Par Mariel Bluteau, 04.06.2018

"Oubliez les douches courtes”

“… ou "Forget Shorter Showers” en langue originale. Cet édito de l’activiste et écrivain américain Derrick Jensen a été publié dans Orion Magazine en 2009. Il y revenait sur le documentaire Une vérité qui dérange, sorti trois ans plus tôt, où on voyait l’ancien candidat à la présidence états-unienne, Al Gore, alerter sur le réchauffement climatique. Un documentaire qui, pour un problème bien réel, propose des solutions biaisées, selon Derrick Jensen : “avez-vous remarqué que toutes les solutions présentées ont à voir avec la consommation personnelle – changer nos ampoules, gonfler nos pneus, utiliser deux fois moins nos voitures – et n’ont rien à voir avec le rôle des entreprises, ou l’arrêt de la croissance économique qui détruit la planète ?" 

Même si chaque individu aux États-Unis faisait tout ce que le film propose, les émissions de carbone ne baisseraient que de 22%. Le consensus scientifique stipule pourtant que ces émissions doivent être réduites d’au moins 75%.

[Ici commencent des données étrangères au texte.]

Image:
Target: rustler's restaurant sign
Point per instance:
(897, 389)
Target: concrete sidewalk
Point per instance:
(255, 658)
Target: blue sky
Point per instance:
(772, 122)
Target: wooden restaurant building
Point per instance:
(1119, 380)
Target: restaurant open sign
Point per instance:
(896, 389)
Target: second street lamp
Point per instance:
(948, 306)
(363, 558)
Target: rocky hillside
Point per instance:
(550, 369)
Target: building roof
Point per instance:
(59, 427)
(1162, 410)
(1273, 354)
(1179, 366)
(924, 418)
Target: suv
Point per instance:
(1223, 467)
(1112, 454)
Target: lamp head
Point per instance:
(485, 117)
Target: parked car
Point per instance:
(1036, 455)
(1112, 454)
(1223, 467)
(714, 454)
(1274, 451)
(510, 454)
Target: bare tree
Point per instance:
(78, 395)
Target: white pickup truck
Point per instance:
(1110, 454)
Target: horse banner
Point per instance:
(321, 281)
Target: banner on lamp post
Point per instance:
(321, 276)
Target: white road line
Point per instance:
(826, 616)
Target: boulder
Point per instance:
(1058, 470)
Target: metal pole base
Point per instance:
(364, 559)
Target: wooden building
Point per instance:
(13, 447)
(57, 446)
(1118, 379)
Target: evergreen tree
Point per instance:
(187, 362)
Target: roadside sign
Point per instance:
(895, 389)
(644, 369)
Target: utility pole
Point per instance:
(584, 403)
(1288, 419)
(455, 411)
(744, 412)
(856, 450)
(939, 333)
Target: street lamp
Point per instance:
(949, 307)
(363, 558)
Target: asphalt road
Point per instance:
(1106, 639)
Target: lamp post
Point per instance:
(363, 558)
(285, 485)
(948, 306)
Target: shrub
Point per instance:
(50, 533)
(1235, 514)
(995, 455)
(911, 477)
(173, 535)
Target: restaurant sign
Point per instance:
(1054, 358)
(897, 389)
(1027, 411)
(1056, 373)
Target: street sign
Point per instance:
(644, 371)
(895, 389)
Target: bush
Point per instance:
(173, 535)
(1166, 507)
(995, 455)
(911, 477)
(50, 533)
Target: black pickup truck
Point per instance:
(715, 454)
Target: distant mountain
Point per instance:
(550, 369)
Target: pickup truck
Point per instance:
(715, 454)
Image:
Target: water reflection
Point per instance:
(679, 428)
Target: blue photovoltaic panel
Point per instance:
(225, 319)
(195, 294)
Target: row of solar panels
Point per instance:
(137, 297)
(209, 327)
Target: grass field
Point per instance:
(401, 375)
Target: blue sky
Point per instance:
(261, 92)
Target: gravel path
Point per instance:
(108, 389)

Cyril Dion, qui était invité au micro d’Ali Rebeihi dans Grand bien vous fasse, revient sur ce constat :

 

"Si on se contente de dire "faites des petits gestes” (« prenez une douche plutôt qu’un bain », « éteignez la lumière », « prenez votre vélo ») et qu’on regarde l’impact que ça a en terme de chiffres, malheureusement, c’est très nettement insuffisant.

Par exemple, l’eau. Vous prenez tous les jours une douche très courte plutôt qu’un bain – voire même, vous ne prenez pas de douche tous les jours. Vous économisez l’eau à mort, vous faites la vaisselle avec des bassines… En réalité, l’eau que consomment les particuliers, c’est 9% [de la consommation globale]. L’essentiel de l’eau qui est consommée (et gaspillée), c’est l’agriculture et l’industrie. 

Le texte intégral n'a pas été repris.